Heinan Goba Vendredi, 23 Novembre 2012 10:03
Les prises de position de Salamana Diallo par rapport à certains sujets de la vie socio politique du pays pourraient lui coûter son poste de président du conseil régional de la société civile Conakry. Dans une déclaration publiée au début de la semaine, les conseils communaux de la capitale lui reprochent « des déclarations intempestives sans concertation avec la base » et exigent sa suspension de toutes les instances de la société civile guinéenne.
Les exemples de sorties de Salamana Diallo jugées inopinées sont nombreux, dit-on. Au cours des concertations entre les partis politiques, Salamana Diallo a fait une déclaration excessive, cite Boubacar Biro Barry, président du conseil des organisations de la société civile de Ratoma.
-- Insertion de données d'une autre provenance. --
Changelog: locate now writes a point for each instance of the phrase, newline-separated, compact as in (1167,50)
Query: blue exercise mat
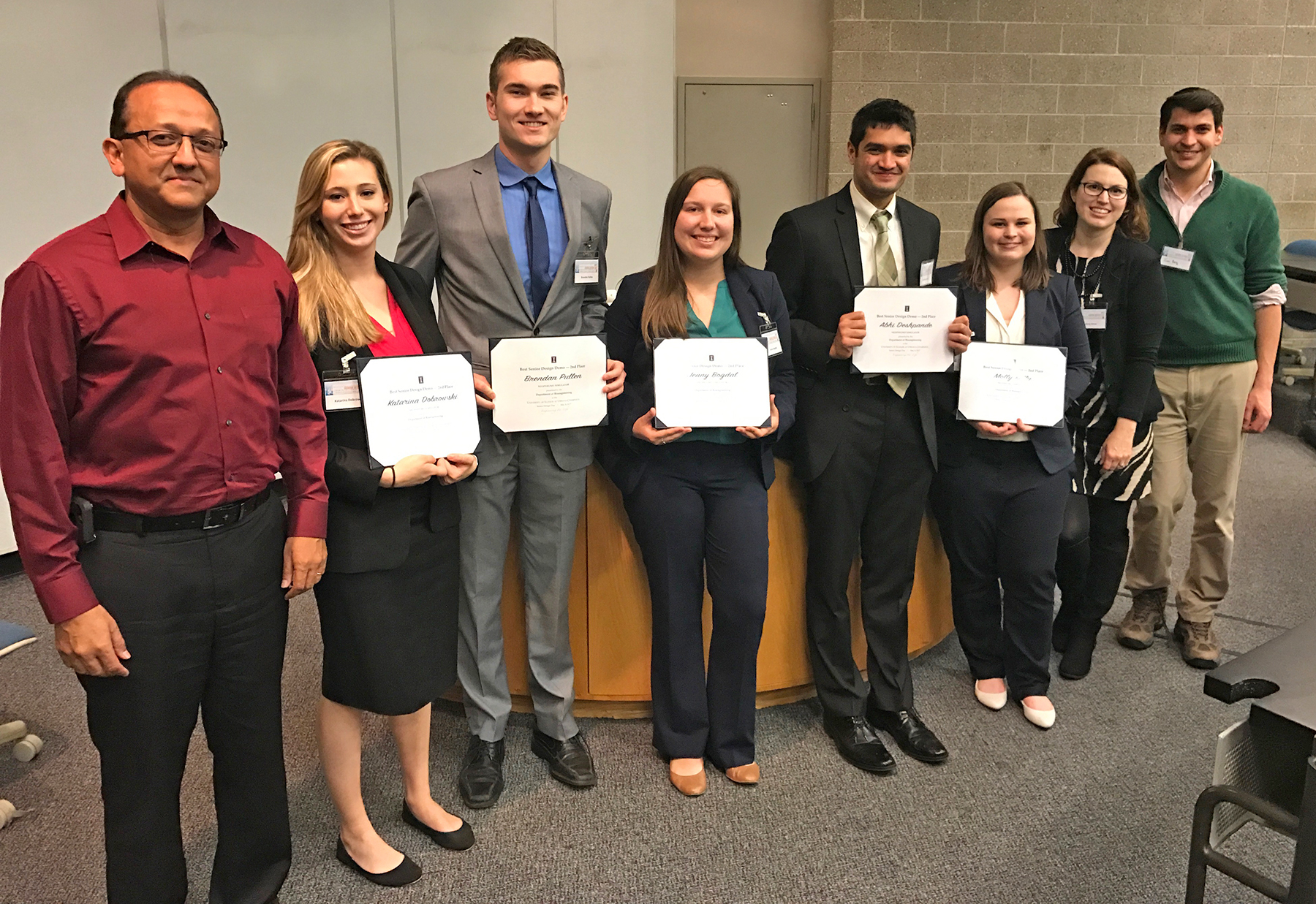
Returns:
(13,636)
Mais pourquoi avoir attendu tout ce temps pour dénoncer cette violation d’un des principes de la société civile et exiger le départ de Salamana Diallo?
D’après Monsieur Biro, le fonctionnement de la société civile obéit à des principes dont le plus important est la concertation. Avant de se prononcer sur le comportement du président qui refuse toute concertation, il fallait avoir l’avis de la base, a donné le président du conseil des organisations de la société civile de Ratoma comme justificatif.
Il est clair que les auteurs de la fronde contre Salamana Diallo ont pris du temps après les déclarations de ce dernier pour consulter nos bases. Ce qu’il faut retenir, en revanche, est que l’opposition de Salamana Diallo au choix de Bakary Fofana comme représentant de la société civile à la CENI est à l’origine de la guerre qui lui est faite par ses amis d’hier.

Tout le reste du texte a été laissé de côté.